They were so cute and innocuous at the beginning. When I first started traveling, I collected little knick-knacks from all around the world – miniature Greek vases, blown-glass penguins, and way too many little plates with Fox Glacier, the New York City skyline, or Dutch windmills etched and painted and stamped all over them. I was even on an animal kick for a few years; I bought a felt camel in Abu Dhabi, a carved wood llama from Peru, a leather giraffe in Tanzania, and a wooly sheep figure from Patagonia. My shelves and other furniture were soon housing a menagerie, and I felt like I was living in a trinket shop.
I’m not a clutter fan; I like my rooms (mostly) spare and my surfaces (mostly) bare.
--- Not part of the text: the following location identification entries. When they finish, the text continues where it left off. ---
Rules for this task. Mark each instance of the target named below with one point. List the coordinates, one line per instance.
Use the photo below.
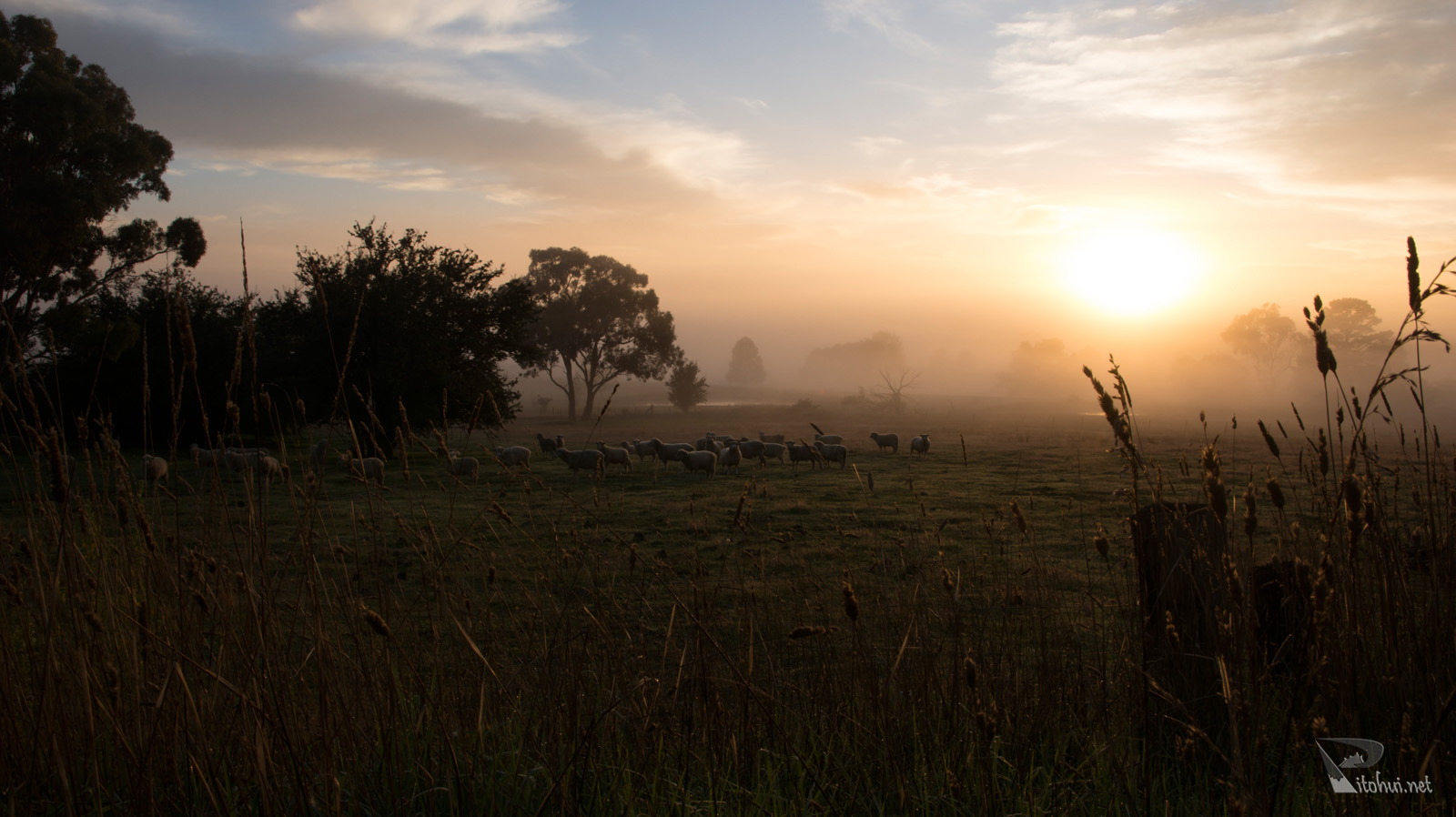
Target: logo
(1359, 753)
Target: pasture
(950, 632)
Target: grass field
(775, 640)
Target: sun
(1132, 271)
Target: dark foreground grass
(966, 635)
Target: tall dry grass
(344, 647)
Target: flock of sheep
(711, 455)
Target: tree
(1351, 328)
(70, 157)
(402, 320)
(597, 322)
(746, 368)
(684, 388)
(1266, 337)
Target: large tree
(1266, 337)
(599, 322)
(402, 320)
(70, 157)
(746, 366)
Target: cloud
(1327, 101)
(470, 26)
(881, 16)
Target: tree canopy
(70, 157)
(686, 388)
(1266, 337)
(402, 320)
(746, 366)
(599, 320)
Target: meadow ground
(912, 634)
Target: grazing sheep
(705, 462)
(804, 453)
(752, 449)
(155, 469)
(612, 455)
(641, 449)
(369, 469)
(832, 453)
(887, 441)
(459, 467)
(513, 456)
(584, 459)
(670, 452)
(732, 456)
(319, 456)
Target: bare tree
(893, 393)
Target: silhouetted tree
(402, 320)
(1353, 335)
(746, 366)
(1266, 338)
(70, 157)
(684, 388)
(597, 322)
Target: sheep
(832, 453)
(511, 456)
(615, 455)
(155, 469)
(775, 452)
(318, 456)
(732, 456)
(459, 467)
(584, 459)
(670, 452)
(705, 462)
(366, 469)
(642, 450)
(804, 453)
(887, 441)
(752, 449)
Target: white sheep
(732, 456)
(705, 462)
(612, 455)
(832, 453)
(459, 467)
(155, 469)
(589, 459)
(366, 469)
(513, 456)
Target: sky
(966, 175)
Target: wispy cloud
(883, 18)
(1310, 98)
(468, 26)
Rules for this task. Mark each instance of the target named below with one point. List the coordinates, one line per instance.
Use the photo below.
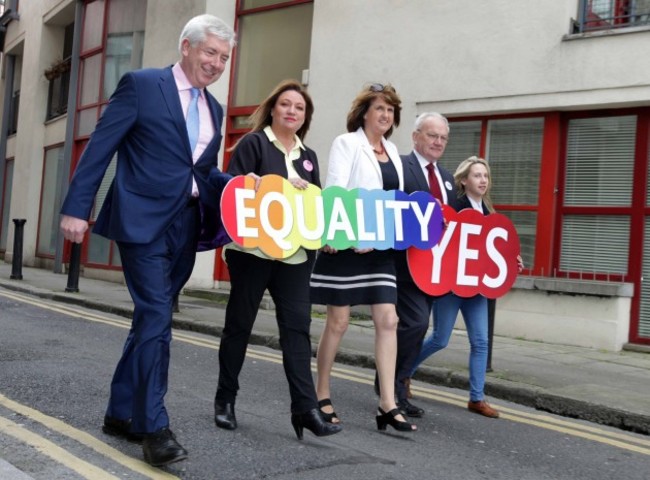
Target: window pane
(126, 16)
(121, 57)
(644, 314)
(6, 204)
(90, 80)
(464, 141)
(50, 201)
(514, 150)
(595, 244)
(526, 225)
(93, 25)
(125, 41)
(86, 122)
(600, 161)
(263, 35)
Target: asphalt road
(56, 363)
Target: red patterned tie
(434, 186)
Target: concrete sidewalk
(603, 387)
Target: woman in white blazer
(362, 158)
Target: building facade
(554, 94)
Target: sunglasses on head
(378, 87)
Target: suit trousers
(154, 273)
(413, 310)
(288, 285)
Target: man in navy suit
(421, 173)
(166, 130)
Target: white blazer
(353, 164)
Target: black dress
(350, 278)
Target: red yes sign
(477, 254)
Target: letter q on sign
(477, 254)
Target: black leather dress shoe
(120, 428)
(408, 409)
(161, 448)
(224, 415)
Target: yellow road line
(85, 439)
(83, 468)
(616, 439)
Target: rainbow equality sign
(279, 219)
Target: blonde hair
(462, 172)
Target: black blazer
(255, 153)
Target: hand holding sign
(476, 255)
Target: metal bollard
(17, 260)
(73, 268)
(492, 306)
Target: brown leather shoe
(482, 408)
(407, 383)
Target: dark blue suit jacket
(415, 181)
(144, 124)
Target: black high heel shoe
(328, 417)
(388, 418)
(313, 422)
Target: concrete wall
(566, 312)
(464, 57)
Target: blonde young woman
(362, 158)
(473, 181)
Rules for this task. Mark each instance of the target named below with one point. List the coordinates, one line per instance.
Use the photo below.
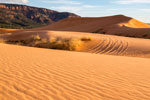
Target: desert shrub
(36, 37)
(52, 43)
(86, 38)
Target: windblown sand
(100, 44)
(42, 74)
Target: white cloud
(14, 1)
(63, 2)
(132, 1)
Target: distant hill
(22, 16)
(115, 25)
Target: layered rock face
(22, 16)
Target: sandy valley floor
(44, 74)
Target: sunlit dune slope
(116, 25)
(100, 44)
(42, 74)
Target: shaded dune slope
(115, 25)
(41, 74)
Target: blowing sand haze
(51, 55)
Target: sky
(138, 9)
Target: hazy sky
(138, 9)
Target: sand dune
(43, 74)
(114, 25)
(100, 44)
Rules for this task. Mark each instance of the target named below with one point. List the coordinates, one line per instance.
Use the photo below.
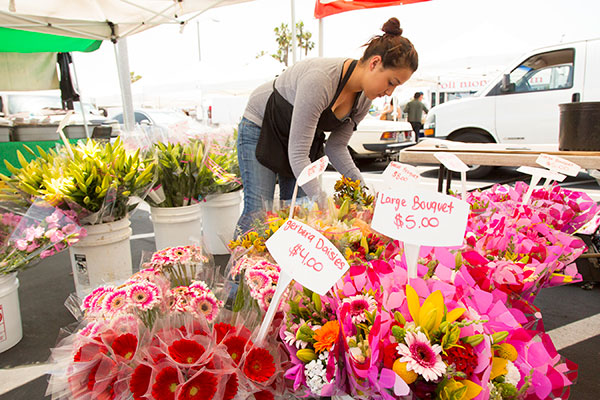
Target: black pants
(417, 128)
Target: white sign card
(558, 164)
(420, 218)
(453, 163)
(309, 173)
(400, 174)
(306, 256)
(536, 175)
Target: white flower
(513, 376)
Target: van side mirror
(506, 85)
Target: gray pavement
(568, 311)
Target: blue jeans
(259, 181)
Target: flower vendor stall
(99, 184)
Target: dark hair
(395, 50)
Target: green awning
(18, 41)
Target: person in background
(414, 109)
(388, 112)
(282, 129)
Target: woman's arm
(311, 99)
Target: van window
(545, 71)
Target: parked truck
(521, 105)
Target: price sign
(422, 218)
(313, 170)
(558, 164)
(451, 162)
(307, 256)
(400, 174)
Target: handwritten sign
(423, 218)
(400, 174)
(542, 173)
(451, 162)
(313, 170)
(307, 256)
(558, 164)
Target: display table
(494, 154)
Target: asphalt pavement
(570, 314)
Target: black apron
(272, 146)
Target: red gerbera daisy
(264, 395)
(463, 358)
(202, 387)
(259, 365)
(165, 384)
(186, 351)
(235, 347)
(222, 329)
(231, 388)
(125, 345)
(140, 379)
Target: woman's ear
(375, 60)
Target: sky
(454, 39)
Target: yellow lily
(430, 315)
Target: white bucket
(220, 215)
(11, 329)
(176, 226)
(102, 257)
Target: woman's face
(380, 81)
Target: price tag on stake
(455, 164)
(558, 164)
(421, 218)
(309, 173)
(306, 256)
(400, 174)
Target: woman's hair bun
(392, 27)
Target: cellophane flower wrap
(100, 181)
(28, 235)
(163, 334)
(194, 164)
(466, 328)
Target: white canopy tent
(112, 20)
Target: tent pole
(85, 124)
(321, 42)
(122, 57)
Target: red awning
(324, 8)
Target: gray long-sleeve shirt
(310, 86)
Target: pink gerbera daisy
(359, 305)
(143, 295)
(421, 356)
(257, 279)
(115, 302)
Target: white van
(521, 106)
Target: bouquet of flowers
(37, 233)
(96, 180)
(191, 168)
(157, 337)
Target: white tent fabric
(104, 20)
(95, 19)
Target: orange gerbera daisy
(326, 336)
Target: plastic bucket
(176, 226)
(579, 127)
(220, 215)
(11, 329)
(102, 257)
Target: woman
(281, 131)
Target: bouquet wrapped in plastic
(28, 235)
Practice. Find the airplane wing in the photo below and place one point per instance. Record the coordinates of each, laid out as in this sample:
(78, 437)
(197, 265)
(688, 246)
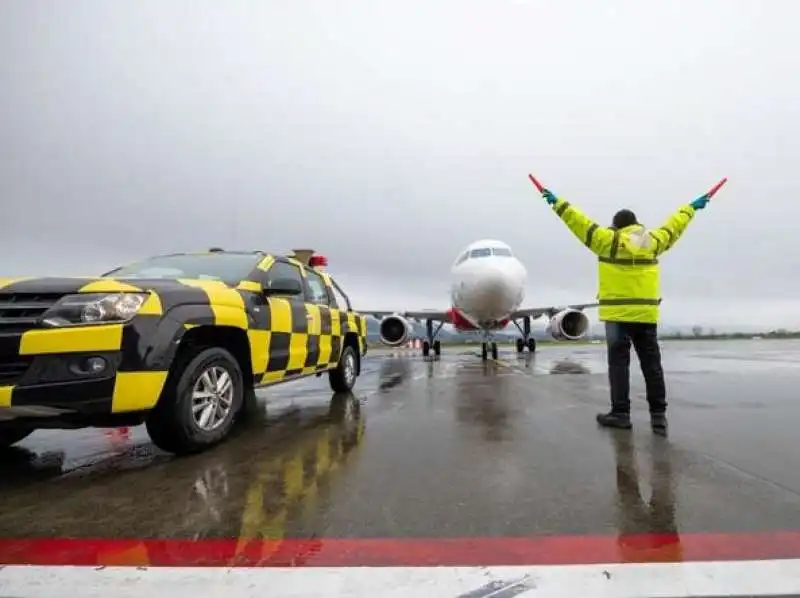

When I got tired of all the little tchotchkes, I cleared many of them away (into boxes … mistake!) and began buying fewer, but bigger and nicer, things: a rug, a wall-mounted kudu head made out of paper, an Alpine cowbell, a chief’s basket, larger pieces of art and, my favorite, a Buddha head from Tibet. I carefully selected only one thing on each trip, and it either had a function or added some artistic value to my home, reminding me every day of some of the fascinating places I’d been.
But if there is ever a time to reassess one’s acquisitiveness, it is before and after a whole residence has to be stuffed into boxes. The prayer wheel made the cut (good karma), but the Delft dishes did not. The Mongolian yak rope is just too cool to ditch, but the Ghanaian coasters had to go. Some of the bigger things are making my new house feel like home, but I remain overwhelmed by the smaller stuff emerging from boxes, some packed months or even years ago. I wince every time I encounter another little “gift” of packing paper wrapped around some small, unknown object.
When we prepared to leave Chicago, we rented a dumpster and pitched pound after pound of household junk inside, and we took anything clean, attractive, or usable to Goodwill. So how did I arrive here in Houston with more boxes of paperweights and tapestries, jeweled trays and woven hats that I hadn’t seen in years? I start the assessments again: OK, the boomerang can stay, but where am I supposed to put this leather drum and that teak bowl? Let’s just say I’ve already found a donation spot here, and they know my face and car well after two weeks in town.
Whether you’re a traveler or not, or a shopper or not, may I suggest you start cleaning your house or apartment out now? It’s really not a fun job, and it’s even less amusing when you’re under the gun and/or your significant other has trouble parting with things (see: Maasai spear). Luckily, in recent years, all I have really wanted to take home with me from my travels are memories and experiences. In many ways, this blog is now my travel memento, a repository for recollections, feelings, and affection for the places I’ve been. Best of all, it will not ever need to be put into or taken out of a box. I don’t ever want to see another box.